И то, что он выдаст их, испугало его до омертвляющей какой-то истомы. Уж теперь-то Мишка Синицын не станет удерживать своих дружков и те замучают его по-настоящему: вытянут из него жилы, совьют веревку и на ней повесят его.
Санька почувствовал усталость. Она давила на плечи, изламывала грудь, ныли ноги, гудела и казалась разбухшей голова. Через силу съел он несколько ложек похлебки, которую наспех сварила мать, и молча, не поблагодарив за обед, стал собираться.

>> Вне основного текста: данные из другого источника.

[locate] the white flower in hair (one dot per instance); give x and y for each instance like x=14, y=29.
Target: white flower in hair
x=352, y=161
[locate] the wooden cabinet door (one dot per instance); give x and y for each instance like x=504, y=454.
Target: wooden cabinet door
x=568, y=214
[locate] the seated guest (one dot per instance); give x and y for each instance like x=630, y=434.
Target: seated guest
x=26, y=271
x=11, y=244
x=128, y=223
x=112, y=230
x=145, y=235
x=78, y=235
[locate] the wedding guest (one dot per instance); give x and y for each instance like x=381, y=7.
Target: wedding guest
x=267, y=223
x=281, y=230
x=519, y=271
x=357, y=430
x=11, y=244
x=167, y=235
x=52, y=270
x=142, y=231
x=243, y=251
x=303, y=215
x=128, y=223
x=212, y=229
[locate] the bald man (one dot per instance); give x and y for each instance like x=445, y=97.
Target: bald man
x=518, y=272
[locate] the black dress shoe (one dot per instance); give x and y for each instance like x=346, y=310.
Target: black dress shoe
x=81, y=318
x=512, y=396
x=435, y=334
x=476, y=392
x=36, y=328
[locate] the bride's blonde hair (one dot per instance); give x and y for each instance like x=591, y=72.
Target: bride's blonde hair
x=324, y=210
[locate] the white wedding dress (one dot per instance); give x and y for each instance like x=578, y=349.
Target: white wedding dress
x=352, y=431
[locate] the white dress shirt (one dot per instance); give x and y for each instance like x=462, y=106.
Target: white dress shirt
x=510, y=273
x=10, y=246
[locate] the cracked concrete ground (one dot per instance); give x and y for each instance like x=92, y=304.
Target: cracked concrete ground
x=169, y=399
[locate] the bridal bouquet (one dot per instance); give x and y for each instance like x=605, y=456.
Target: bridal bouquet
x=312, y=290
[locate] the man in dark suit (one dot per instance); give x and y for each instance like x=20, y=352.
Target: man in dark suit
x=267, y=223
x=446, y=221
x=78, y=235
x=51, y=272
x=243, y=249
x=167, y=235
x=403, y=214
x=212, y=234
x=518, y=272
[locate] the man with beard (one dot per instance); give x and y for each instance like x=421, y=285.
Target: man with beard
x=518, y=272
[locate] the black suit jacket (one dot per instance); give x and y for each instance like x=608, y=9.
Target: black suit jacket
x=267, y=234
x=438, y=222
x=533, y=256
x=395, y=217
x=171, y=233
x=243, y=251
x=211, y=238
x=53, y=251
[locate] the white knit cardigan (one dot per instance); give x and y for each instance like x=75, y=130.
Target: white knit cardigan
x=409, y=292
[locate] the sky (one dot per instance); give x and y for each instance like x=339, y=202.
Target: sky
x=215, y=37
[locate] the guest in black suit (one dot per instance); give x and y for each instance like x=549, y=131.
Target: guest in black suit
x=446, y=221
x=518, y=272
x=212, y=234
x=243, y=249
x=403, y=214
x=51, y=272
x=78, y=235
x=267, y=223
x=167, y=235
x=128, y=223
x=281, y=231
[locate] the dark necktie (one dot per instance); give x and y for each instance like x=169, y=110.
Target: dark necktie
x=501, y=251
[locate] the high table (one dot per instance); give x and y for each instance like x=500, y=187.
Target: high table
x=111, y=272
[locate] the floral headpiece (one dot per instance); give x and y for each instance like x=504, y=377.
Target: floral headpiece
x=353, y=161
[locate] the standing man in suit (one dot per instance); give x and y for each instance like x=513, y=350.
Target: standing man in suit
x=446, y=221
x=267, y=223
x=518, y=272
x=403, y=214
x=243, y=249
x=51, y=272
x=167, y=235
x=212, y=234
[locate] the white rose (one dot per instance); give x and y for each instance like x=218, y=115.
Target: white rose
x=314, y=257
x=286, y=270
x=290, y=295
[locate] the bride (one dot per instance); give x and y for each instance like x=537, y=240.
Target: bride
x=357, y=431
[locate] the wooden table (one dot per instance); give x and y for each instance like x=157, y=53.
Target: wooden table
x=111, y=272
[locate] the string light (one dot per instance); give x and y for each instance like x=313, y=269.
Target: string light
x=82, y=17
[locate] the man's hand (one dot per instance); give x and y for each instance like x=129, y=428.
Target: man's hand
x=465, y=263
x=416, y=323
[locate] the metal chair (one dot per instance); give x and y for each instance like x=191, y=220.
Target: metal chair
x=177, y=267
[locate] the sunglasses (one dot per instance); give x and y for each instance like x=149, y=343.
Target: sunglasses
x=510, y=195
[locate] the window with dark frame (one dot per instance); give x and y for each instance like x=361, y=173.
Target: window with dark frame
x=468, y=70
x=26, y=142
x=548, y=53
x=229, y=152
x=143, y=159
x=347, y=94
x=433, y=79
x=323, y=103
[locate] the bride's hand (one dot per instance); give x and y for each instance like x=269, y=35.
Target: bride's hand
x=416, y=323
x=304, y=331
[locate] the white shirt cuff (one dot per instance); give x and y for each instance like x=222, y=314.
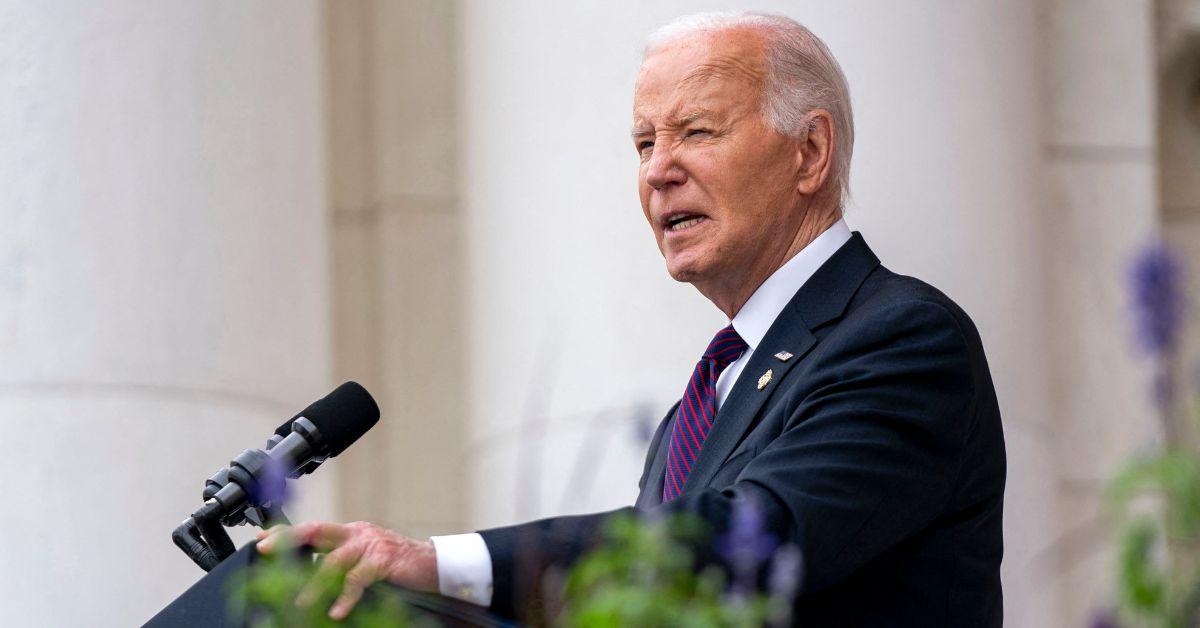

— Может, куфайку сверху дать? — спросила мать, беспомощно и ненужно как-то стоя возле него.
— Нет, — отрывисто бросил он.
— Тогда шарф нако.
— Нет, — отмел и эту ее услугу.
— Она только с виду большая, — морщась, заговорила она торопливо, но тихо, как бы сквозь боль. — Метет, куражится, а силы в ней нету. И тепло. Я шла — жарко даже, взопрела.
Он обвел глазами кухню, но ничего уже не увидел в ней. Разве только печка давала знать ему о себе, подмигивая теплым красным глазком. На ходу, в сенцах уже, мать что-то сунула ему в карман. Он равнодушно догадался: деньги.